A workflow that queries Google Programmable Search Engine for LinkedIn profile page URLs, extracts matching /in/ profile links via regex, and persists each found profile page record as JSON in object storage.

Public API

  • SearchLinkedInProfilePageWorkflowConfiguration (dataclass)

    • Holds workflow configuration:
      • integration_config: GoogleProgrammableSearchEngineIntegrationConfiguration
      • pattern: regex used to validate/extract LinkedIn profile URLs (default: r"https://.+\.linkedin\.[^/]+/in/[^?]+")
      • datastore_path: storage path for saved profile JSON files (defaults under .../linkedin_profile_pages)
  • SearchLinkedInProfilePageWorkflowParameters (pydantic)

    • Execution parameters:
      • profile_name (str, required): profile name to search
      • organization_name (str, optional): organization name to include in query
  • SearchLinkedInProfilePageWorkflow (class)

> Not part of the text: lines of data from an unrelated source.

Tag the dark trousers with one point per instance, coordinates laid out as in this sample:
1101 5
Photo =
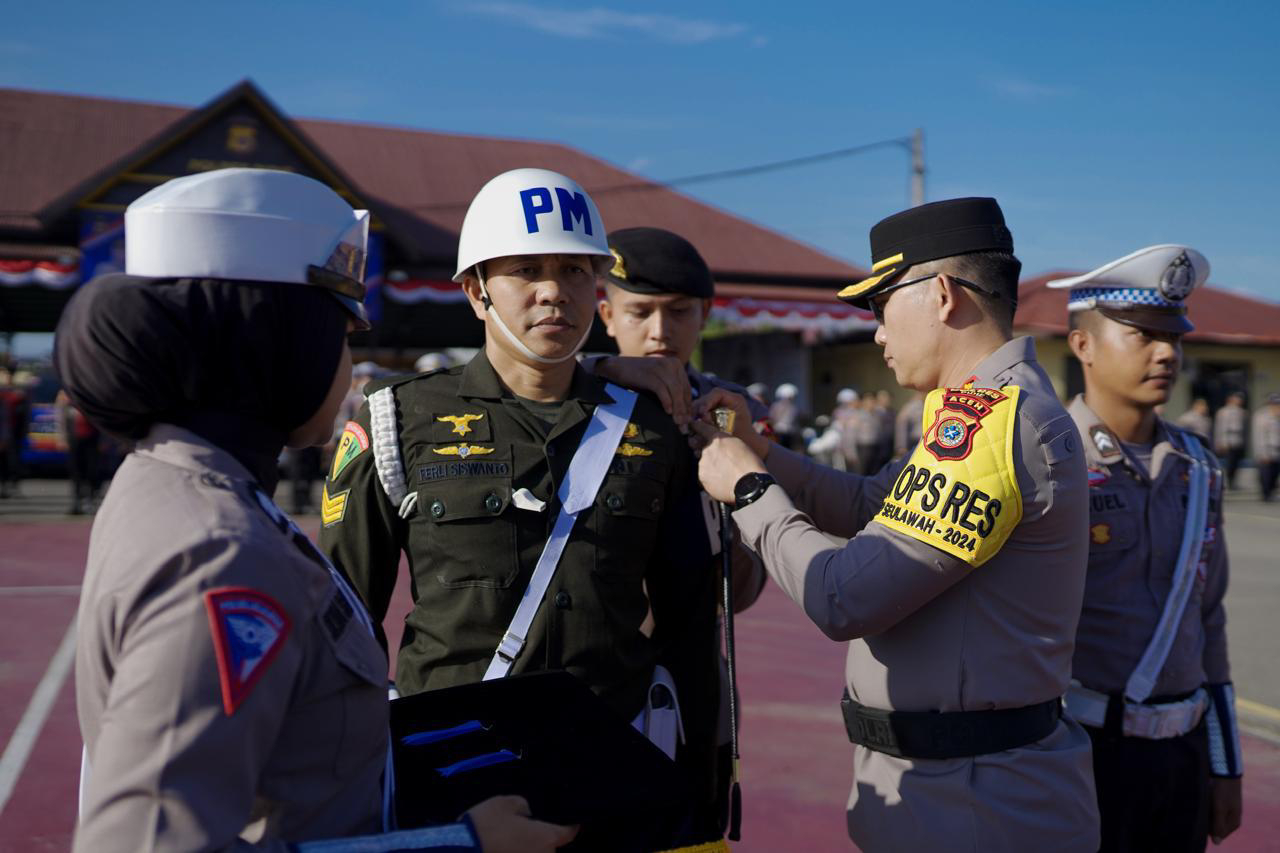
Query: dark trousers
1267 473
1152 794
1232 460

    • __init__(configuration): builds the Google search integration and storage utility.
    • search_linkedin_profile_page(parameters) -> list[dict]:
      • Builds a search query from profile_name (+ optional organization_name) with LinkedIn profile site:linkedin.com
      • Calls the integration query
      • Filters results matching configuration.pattern
      • Extracts profile_id from the /in/{profile_id} URL segment
      • Persists each result as {profile_id}.json under datastore_path/{profile_id}/
      • Returns a list of page records with keys: title, link, description, cse_image
    • as_tools() -> list[BaseTool]:
      • Exposes the workflow as a LangChain StructuredTool named googlesearch_search_linkedin_profile_page
    • as_api(...) -> None:
      • Present but does not register any routes (no-op)

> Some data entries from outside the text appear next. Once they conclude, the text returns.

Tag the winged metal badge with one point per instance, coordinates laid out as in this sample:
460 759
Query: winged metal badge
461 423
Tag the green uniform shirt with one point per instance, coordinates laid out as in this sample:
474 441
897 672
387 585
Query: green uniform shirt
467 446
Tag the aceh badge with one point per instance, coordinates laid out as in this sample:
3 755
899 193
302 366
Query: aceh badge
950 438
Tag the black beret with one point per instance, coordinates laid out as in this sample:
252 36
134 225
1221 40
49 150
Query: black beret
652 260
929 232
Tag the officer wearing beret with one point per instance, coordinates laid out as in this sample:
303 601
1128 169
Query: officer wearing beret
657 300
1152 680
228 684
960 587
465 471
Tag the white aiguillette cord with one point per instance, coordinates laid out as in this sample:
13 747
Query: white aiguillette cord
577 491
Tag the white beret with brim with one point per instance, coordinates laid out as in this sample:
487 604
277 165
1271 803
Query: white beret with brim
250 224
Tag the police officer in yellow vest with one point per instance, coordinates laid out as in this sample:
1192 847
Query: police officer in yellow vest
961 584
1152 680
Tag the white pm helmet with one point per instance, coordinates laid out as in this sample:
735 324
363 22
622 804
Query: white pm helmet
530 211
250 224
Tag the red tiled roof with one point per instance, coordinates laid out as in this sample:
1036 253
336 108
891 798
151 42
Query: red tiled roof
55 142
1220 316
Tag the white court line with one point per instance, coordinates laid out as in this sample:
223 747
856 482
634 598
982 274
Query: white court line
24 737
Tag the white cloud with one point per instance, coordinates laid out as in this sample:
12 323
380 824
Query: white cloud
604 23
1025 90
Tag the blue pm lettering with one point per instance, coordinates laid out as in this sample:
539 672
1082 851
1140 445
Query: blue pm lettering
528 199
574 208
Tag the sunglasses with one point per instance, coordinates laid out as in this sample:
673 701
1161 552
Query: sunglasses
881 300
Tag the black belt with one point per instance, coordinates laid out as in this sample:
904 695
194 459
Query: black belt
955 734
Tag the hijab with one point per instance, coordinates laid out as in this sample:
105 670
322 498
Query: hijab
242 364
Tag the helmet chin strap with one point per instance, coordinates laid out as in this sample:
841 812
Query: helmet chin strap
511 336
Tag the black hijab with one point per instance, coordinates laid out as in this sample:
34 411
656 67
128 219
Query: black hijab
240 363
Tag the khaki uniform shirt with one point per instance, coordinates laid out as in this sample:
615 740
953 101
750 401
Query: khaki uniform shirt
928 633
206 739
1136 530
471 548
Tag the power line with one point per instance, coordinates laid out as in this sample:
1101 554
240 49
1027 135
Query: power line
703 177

Configuration/Dependencies

  • Integration
    • GoogleProgrammableSearchEngineIntegration configured via GoogleProgrammableSearchEngineIntegrationConfiguration
  • Storage
    • Uses StorageUtils backed by ABIModule.get_instance().engine.services.object_storage
    • Default datastore_path derives from ABIModule.get_instance().configuration.datastore_path

Usage

from naas_abi_marketplace.applications.google_search.workflows.SearchLinkedInProfilePageWorkflow import (
SearchLinkedInProfilePageWorkflow,
SearchLinkedInProfilePageWorkflowConfiguration,
SearchLinkedInProfilePageWorkflowParameters,
)
from naas_abi_marketplace.applications.google_search.integrations.GoogleProgrammableSearchEngineIntegration import (
GoogleProgrammableSearchEngineIntegrationConfiguration,
)

integration_config = GoogleProgrammableSearchEngineIntegrationConfiguration(
# fill with required integration settings
)

wf = SearchLinkedInProfilePageWorkflow(
SearchLinkedInProfilePageWorkflowConfiguration(integration_config=integration_config)
)

results = wf.search_linkedin_profile_page(
SearchLinkedInProfilePageWorkflowParameters(
profile_name="Ada Lovelace",
organization_name="Example Corp",
)
)

print(results)

Caveats

  • Only URLs matching the configured regex pattern are returned and saved.
  • as_api(...) is a no-op; this workflow does not expose HTTP endpoints via FastAPI in its current implementation.
  • Saving depends on ABIModule being initialized with a working object storage service and datastore path.